Je pense que vous avez évoqué tous les problèmes importants.
De toute évidence, l'éducation est une priorité. Dans ce pays, l'éducation est gratuite, mais il faut tout de même payer les frais scolaires. Par conséquent, beaucoup de personnes n'y ont toujours pas accès. Les gens ont aussi des besoins considérables en matière de soins de santé. Cela concerne en partie les enfants nés d'un viol, qui sont souvent négligés et qui ont beaucoup de problèmes de santé. Certains de ces problèmes sont liés à la violence, tandis que d'autres sont liés à des infections qui pourraient avoir été contractées dans la région où ils vivent. La malaria est toujours un grave problème ici.
Je ne peux insister assez sur l'aide psychologique et psychiatrique. Il est vraiment essentiel de les aider à surmonter le traumatisme qu'ils ont vécu et le traumatisme vécu par la mère et qui leur a été transmis.
En ce qui concerne la communauté internationale, simplement pour vous donner une idée du nombre de personnes qui se sentent interpellées à venir travailler dans ce pays, 15 Canadiens ont pu participer au repas de l'Action de grâces. L'aide n'est pas suffisante. Actuellement, la situation au Rwanda semble être très bonne, mais pour les gens, les problèmes sont juste sous la surface.
Pouvez-vous nous donner des explications sur le rôle du Tribunal pénal international pour le Rwanda dans la foulée du génocide? A-t-il permis de condamner bon nombre des Hutus qui ont fui vers la République démocratique du Congo?
Oh, vous me posez une question de nature politique. D'après ce que j'ai observé, je dirais que je pense que justice a été rendue le mieux possible, étant donné le nombre d'auteurs de crimes qu'il y a au pays. Je pourrais vous parler davantage des procès devant les tribunaux Gacaca qui ont été tenus ici. Il s'agit d'instances judiciaires traditionnelles qui avaient été établies au Rwanda il y a de nombreuses années et qui ont été réinstaurées pour s'assurer que justice soit rendue.
Ce que j'ai observé, c'est que la réconciliation a été beaucoup plus profonde que ce que l'on aurait pu imaginer.
Quant au TPIR, je sais que beaucoup de génocidaires et de personnes qui ont orchestré cette crise sont toujours libres. Je pense que la communauté internationale doit s'engager fermement à ce que ces personnes soient traduites en justice.
Merci de votre témoignage et merci de nous parler de votre expérience personnelle.
Ma question porte précisément sur ce dont vous parliez par rapport à l'aide offerte aux enfants nés d'un viol. D'après ce que je comprends, le gouvernement rwandais offre de l'aide gouvernementale aux survivants du génocide, mais n'offre pas d'aide aux enfants nés d'un viol; ils n'y sont pas admissibles.

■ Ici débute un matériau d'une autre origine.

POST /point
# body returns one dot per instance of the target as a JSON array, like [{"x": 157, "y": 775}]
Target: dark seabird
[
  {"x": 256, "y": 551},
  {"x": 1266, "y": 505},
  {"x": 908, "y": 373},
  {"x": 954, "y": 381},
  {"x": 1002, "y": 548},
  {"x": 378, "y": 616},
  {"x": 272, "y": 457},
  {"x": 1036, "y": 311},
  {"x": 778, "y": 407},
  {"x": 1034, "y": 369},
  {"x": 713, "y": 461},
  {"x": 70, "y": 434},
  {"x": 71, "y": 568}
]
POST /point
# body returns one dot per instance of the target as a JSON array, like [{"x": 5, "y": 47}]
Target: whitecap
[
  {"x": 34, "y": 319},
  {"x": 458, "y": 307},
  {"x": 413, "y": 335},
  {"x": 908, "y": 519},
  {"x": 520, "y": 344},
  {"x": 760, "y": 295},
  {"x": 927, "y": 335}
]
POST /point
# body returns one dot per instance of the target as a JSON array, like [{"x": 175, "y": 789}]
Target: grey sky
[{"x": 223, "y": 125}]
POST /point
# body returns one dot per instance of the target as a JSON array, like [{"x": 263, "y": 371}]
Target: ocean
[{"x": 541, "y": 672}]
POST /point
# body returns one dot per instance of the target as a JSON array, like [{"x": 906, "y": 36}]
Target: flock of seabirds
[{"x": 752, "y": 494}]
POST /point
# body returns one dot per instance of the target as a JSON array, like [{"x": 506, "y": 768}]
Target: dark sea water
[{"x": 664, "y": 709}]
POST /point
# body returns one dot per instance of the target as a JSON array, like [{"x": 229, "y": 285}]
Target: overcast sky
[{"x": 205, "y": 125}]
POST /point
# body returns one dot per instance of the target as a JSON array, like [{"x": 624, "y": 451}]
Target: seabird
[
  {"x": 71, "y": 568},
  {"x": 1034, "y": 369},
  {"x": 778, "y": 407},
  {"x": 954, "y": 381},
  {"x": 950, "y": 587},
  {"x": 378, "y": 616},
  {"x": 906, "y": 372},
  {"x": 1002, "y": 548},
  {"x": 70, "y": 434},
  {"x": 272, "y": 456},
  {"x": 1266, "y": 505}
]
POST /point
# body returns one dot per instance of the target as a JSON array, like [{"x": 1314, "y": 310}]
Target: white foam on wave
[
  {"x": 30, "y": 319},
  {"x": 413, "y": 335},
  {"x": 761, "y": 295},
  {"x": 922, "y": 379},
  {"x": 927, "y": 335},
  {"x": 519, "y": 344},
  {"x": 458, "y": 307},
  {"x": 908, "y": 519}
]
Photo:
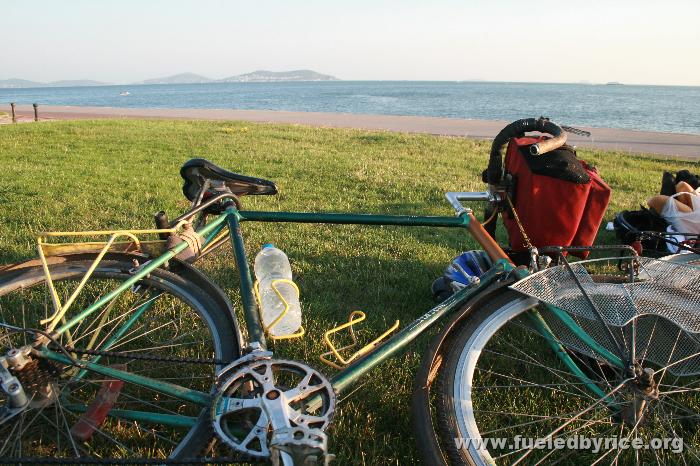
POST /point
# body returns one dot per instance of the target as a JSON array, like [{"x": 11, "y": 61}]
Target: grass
[{"x": 116, "y": 174}]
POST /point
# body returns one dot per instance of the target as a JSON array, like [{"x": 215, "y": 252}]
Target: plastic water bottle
[{"x": 272, "y": 264}]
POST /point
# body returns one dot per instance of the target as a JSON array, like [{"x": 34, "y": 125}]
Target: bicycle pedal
[{"x": 307, "y": 447}]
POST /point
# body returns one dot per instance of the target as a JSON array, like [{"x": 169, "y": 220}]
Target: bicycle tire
[
  {"x": 183, "y": 321},
  {"x": 463, "y": 415}
]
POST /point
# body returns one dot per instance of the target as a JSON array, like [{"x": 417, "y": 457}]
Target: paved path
[{"x": 671, "y": 144}]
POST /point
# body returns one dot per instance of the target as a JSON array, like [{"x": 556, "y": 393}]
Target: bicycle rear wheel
[
  {"x": 504, "y": 397},
  {"x": 162, "y": 316}
]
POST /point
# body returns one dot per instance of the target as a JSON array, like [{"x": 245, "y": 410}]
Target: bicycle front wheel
[
  {"x": 505, "y": 397},
  {"x": 164, "y": 328}
]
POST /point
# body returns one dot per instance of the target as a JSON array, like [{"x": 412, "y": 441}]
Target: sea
[{"x": 674, "y": 109}]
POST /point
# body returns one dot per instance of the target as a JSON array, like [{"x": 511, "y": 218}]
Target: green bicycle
[{"x": 120, "y": 351}]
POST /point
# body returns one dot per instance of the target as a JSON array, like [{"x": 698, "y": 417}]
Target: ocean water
[{"x": 651, "y": 108}]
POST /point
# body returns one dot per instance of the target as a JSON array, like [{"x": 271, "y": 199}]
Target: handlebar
[
  {"x": 454, "y": 199},
  {"x": 518, "y": 128}
]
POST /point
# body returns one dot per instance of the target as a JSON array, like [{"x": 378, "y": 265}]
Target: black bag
[{"x": 629, "y": 225}]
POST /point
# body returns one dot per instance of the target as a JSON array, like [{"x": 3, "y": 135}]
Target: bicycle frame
[{"x": 232, "y": 219}]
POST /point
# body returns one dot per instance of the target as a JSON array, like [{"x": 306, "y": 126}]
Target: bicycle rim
[
  {"x": 516, "y": 402},
  {"x": 178, "y": 321}
]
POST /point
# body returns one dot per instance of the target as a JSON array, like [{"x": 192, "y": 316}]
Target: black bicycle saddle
[{"x": 196, "y": 172}]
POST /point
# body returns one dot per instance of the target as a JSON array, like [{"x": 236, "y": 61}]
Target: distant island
[{"x": 260, "y": 76}]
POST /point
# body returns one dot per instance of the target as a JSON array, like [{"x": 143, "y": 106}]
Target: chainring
[{"x": 257, "y": 397}]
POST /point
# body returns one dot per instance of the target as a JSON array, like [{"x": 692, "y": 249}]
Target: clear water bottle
[{"x": 272, "y": 269}]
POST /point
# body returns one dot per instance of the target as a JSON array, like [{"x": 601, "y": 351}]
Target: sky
[{"x": 633, "y": 42}]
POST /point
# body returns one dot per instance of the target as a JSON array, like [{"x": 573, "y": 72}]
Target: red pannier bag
[{"x": 559, "y": 199}]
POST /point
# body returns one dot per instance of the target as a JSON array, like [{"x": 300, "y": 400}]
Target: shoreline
[{"x": 681, "y": 145}]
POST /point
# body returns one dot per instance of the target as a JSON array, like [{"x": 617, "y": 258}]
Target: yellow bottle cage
[
  {"x": 46, "y": 248},
  {"x": 256, "y": 289},
  {"x": 355, "y": 317}
]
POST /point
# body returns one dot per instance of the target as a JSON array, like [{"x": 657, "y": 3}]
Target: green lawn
[{"x": 116, "y": 174}]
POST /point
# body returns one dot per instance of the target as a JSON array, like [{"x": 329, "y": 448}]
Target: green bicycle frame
[{"x": 232, "y": 219}]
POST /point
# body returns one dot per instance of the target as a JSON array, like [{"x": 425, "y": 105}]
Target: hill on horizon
[
  {"x": 182, "y": 78},
  {"x": 277, "y": 76}
]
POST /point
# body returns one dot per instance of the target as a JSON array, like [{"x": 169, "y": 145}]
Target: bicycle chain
[
  {"x": 144, "y": 357},
  {"x": 116, "y": 461}
]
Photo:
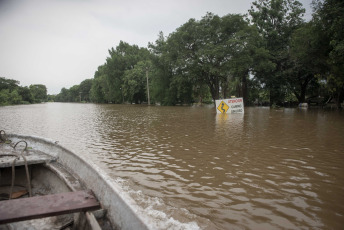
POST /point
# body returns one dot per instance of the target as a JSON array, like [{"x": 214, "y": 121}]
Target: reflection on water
[{"x": 188, "y": 167}]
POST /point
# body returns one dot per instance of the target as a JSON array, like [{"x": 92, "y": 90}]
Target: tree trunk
[{"x": 244, "y": 88}]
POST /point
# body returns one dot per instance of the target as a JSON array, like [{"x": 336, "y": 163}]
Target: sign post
[{"x": 232, "y": 105}]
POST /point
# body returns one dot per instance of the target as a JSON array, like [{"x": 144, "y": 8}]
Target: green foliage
[
  {"x": 329, "y": 18},
  {"x": 11, "y": 93},
  {"x": 39, "y": 92},
  {"x": 270, "y": 57},
  {"x": 276, "y": 20}
]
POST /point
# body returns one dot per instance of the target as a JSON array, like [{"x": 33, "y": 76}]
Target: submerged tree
[{"x": 276, "y": 21}]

J'ai été frappé par votre commentaire selon lequel il est important que les enfants établissent des liens avec quelqu'un qui se soucie vraiment d'eux. Dans ce cas précis, on leur porte presque à croire que leur gouvernement est indifférent.
Ne serait-il pas important d'amener le gouvernement à offrir également cette aide aux enfants nés d'un viol, en particulier l'aide psychiatrique et psychologique dont vous avez parlé? Ce serait important et l'aide gouvernementale pourrait être utile à cet égard.
Je suis entièrement d'accord avec vous sur ce point. Que ces enfants n'aient droit à aucune aide n'a aucun sens. Ils sont un fardeau pour tous. C'est l'idée que l'on s'en fait, mais il ne devrait pas en être ainsi.
Personnellement, j'estime que le fait qu'ils n'ont pas droit aux mêmes mesures d'aide que les survivants du génocide n'a aucun sens.
Les parlementaires canadiens auraient-ils un rôle quelconque à jouer, parmi les autres enjeux bilatéraux dont nous traitons dans notre relation avec le Rwanda, comme par exemple exercer des pressions auprès de nos homologues rwandais pour essayer d'encourager le gouvernement à offrir une aide de ce genre aux enfants nés d'un viol?
En fait, je pense qu'il serait très sage d'encourager les parlementaires rwandais à prendre des mesures pour que ces enfants soient aussi pris en charge.
Selon mes observations, le gouvernement rwandais est aussi limité financièrement, manifestement, et il a même réduit les services offerts aux survivants du génocide. Je pense qu'il serait difficile d'offrir les services à d'autres personnes. Or, en même temps, je pense que c'est simplement une question de justice.
Je tiens ces propos, mais je dois être tout à fait honnête. Je pense que nous ne sommes pas en bonne position au Canada parce qu'en 2012, nous avons mis fin à notre programme d'aide au Rwanda. J'estime que les pétitionnaires doivent être irréprochables. Nous devons examiner de nouveau la question pour savoir si nous pouvons renouveler l'aide au Rwanda.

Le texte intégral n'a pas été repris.